Sunday, February 24, 2013

6 months

6 months ago today, we were in Children's ICU. I wasn't sure anything in life would ever be ok again. 6 months later, I'm still not 100% sure, but it's getting better. Here's what I've learned in the past 6 months:

1. Doctors make mistakes. I knew this already,  but now I know it on a very personal level.  We went from a diagnosis of mono to the ICU in DKA in less than 48 hours.  No hard feelings, doctors are human and they make mistakes just like the rest of us. But there has GOT to be a push for doctors to do a simple blood or urine test for kids that come in with those symptoms....tired, dehydrated, weight loss, thirsty. A simple test would have started my child on insulin 2 days earlier.

2. I CAN do this. God gives me strength to fight this battle every day.

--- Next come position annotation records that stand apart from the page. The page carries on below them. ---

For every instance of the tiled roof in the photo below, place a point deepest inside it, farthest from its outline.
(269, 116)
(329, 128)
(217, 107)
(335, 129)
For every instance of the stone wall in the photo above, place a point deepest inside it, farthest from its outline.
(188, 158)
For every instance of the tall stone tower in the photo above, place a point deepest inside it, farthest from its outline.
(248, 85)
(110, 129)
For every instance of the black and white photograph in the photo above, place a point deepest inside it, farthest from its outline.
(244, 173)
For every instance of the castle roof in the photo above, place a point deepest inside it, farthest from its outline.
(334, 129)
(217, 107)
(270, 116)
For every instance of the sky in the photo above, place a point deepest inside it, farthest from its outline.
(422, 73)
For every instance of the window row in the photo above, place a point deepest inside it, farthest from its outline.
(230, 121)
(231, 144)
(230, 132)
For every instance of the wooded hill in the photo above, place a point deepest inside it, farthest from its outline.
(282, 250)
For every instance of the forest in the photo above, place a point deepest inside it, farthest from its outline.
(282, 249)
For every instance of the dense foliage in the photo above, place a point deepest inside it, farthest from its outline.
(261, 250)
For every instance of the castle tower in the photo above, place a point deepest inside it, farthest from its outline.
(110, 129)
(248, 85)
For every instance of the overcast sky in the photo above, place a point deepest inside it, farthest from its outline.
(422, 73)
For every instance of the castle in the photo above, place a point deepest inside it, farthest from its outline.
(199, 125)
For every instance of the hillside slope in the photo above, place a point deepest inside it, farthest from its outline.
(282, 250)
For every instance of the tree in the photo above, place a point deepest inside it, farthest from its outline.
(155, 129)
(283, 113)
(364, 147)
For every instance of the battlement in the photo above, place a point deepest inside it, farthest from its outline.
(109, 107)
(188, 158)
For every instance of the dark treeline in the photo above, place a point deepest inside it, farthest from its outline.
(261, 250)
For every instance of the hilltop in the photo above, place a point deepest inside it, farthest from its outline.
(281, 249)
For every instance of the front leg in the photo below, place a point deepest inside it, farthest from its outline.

3. My child is amazing.  Another thing I already knew, but now I know it on a whole new level. He calculates carbs and insulin at every meal and snack,  pokes his fingers to test his blood 4 or more times a day, injects insulin at least 4 times a day, and pays attention to his body every second in case he starts feeling low. He carries a bag of supplies everywhere he goes. He is my hero.

At least 4 finger sticks per day.

4. There are some really amazing people in this world. In the last 6 months I have been introduced to the DOC (diabetes online community).  Facebook, Twitter,  forums,  blogs, etc. These people ROCK! They have helped me learn so much. I had no clue that I could meet people online and feel so CONNECTED! They are my daily support in all things diabetes. 

5. Carb counting. A can of Rotel has 10 grams of carbs. An average sandwich has 25.  Tortilla chips are about 2 grams of carbs each. That's just the beginning of all the numbers I have floating around in my head, and I know more are to come.

6. New vocabulary.  Basal, bolus, insulin-carb ratio, glucagon, DKA to name a few.  Plus some others that have taken on new meaning - high, low, low treatment, d bag (gotta keep that sense of humor!), shots, pokes, giving the finger, shooting up. On and on that list goes.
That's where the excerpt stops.